EX-5.1 2 d755209dex51.htm EX-5.1 EX-5.1

LOGO

PARTNERSHIP CONSTITUEE SELON LE DROIT DE L’OHIO, USA

AVOCATS AU BARREAU DE PARIS

2, RUE SAINT-FLORENTIN 75001 PARIS

TELEPHONE: (0) 1.56.59.39.39 FACSCIMILE: (0) 1.56.59.39.38 TOQUE J 001

WWW.JONESDAY.COM

Exhibit 5.1

July 11, 2014

Criteo S.A.

32 rue Blanche

75009 Paris

France

Re: Registration Statement on Form S-8 of Criteo S.A.

Ladies and Gentlemen:

We have acted as French counsel to Criteo S.A., a French société anonyme (the “Company”), in connection with the registration of up to 9,935,710 ordinary shares of the Company, par value €0.025 per share (the “Shares”) pursuant to the Company’s 2014 Free Share Plan, BSA Subscription Plan and 2014 Stock Option Plan (collectively, the “Plans”).

In connection with the opinion expressed herein, we have examined such documents, records and matters of law as we have deemed relevant or necessary for purposes of this opinion. Based on the foregoing, and subject to the further limitations, qualifications and assumptions set forth herein, we are of the opinion that the Shares that may be issued pursuant to the Plans have been duly authorized and, when issued in accordance with the respective Plans and against payment of due consideration therefor (to the extent applicable), will be validly issued, fully paid and non-assessable.

The opinion expressed herein is limited to the laws of France as currently in effect, and we express no opinion as to the effect of the laws of any other jurisdiction. We have assumed that the Company will take no action inconsistent with the resolutions authorizing the Company to issue the Shares.

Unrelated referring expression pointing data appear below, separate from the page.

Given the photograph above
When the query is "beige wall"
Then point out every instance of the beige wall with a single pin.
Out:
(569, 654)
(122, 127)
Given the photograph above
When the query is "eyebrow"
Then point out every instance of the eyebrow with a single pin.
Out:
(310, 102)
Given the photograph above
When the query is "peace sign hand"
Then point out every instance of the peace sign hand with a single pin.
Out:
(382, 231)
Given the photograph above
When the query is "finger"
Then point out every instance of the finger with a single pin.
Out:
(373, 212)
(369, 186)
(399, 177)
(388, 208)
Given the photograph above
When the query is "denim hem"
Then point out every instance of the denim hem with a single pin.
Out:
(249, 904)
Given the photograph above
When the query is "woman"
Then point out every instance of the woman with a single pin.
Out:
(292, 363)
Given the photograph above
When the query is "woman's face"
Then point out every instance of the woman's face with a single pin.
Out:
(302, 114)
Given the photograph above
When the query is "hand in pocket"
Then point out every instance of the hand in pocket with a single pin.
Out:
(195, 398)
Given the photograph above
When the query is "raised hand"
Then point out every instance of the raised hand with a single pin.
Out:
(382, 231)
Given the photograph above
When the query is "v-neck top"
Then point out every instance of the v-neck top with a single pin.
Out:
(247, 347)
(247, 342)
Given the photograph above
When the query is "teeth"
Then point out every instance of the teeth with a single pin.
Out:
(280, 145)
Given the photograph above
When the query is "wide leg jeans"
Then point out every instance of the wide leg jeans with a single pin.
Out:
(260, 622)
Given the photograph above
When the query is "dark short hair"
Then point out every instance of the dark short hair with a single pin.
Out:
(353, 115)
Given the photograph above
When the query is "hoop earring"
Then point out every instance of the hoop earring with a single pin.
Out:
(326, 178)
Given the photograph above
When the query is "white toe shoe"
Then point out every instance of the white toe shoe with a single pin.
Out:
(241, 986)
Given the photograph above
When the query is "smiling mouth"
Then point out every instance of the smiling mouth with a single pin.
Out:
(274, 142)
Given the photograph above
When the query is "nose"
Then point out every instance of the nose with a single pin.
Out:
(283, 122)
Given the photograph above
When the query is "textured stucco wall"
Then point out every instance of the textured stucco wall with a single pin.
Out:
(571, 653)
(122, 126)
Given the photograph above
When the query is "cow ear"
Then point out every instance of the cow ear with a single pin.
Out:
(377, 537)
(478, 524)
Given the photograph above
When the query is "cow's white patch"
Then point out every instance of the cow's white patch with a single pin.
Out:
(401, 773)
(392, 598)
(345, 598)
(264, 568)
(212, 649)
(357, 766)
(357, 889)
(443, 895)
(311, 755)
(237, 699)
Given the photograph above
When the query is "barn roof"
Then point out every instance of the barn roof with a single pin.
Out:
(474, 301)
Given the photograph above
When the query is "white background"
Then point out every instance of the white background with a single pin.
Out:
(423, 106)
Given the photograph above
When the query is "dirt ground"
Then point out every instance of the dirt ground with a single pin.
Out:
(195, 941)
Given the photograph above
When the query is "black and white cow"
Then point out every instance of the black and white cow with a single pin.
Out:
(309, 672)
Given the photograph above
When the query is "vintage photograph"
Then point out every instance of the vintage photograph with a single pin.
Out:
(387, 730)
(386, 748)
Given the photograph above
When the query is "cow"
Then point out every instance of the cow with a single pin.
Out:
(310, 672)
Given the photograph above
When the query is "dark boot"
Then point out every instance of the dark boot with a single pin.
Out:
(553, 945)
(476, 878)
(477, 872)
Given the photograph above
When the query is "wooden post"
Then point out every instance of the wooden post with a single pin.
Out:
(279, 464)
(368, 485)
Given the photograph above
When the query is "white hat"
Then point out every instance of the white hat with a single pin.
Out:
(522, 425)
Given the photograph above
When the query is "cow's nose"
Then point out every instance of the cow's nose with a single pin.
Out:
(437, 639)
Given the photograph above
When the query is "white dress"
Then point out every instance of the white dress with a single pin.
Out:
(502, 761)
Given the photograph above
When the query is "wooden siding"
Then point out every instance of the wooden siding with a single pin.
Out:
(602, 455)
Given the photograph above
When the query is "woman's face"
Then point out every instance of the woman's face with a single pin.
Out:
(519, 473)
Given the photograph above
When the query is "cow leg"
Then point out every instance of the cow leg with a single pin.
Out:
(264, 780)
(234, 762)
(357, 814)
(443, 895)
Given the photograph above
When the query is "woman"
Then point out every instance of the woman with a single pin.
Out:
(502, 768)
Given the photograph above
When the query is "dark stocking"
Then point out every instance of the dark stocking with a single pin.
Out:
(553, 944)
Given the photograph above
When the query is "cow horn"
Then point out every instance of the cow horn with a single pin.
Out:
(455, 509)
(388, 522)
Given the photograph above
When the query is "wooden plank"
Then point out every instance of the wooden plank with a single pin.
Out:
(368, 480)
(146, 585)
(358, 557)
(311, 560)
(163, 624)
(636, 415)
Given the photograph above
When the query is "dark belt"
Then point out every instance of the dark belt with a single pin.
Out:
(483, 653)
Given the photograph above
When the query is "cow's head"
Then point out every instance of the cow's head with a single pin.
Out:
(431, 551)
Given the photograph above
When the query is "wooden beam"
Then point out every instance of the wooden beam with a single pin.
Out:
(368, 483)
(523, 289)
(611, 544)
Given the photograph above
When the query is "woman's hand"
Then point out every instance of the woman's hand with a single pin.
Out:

We have also assumed, for any future awards under the Plans, that (1) the resolutions authorizing the Company to issue the Shares pursuant to the respective Plans and the applicable award agreements will be in full force and effect on the date of such awards and (2) such future awards will be approved by the Board of Directors of the Company in accordance with applicable law and with the terms of the relevant Plan.

We hereby consent to the filing of this opinion as Exhibit 5.1 to the Registration Statement on Form S-8 filed by the Company to effect registration of the Shares to be issued and sold pursuant to each Plan under the Securities Act of 1933 (the “Act”). In giving such consent, we do not thereby admit that we are included in the category of persons whose consent is required under Section 7 of the Act or the rules and regulations of the Securities and Exchange Commission promulgated thereunder.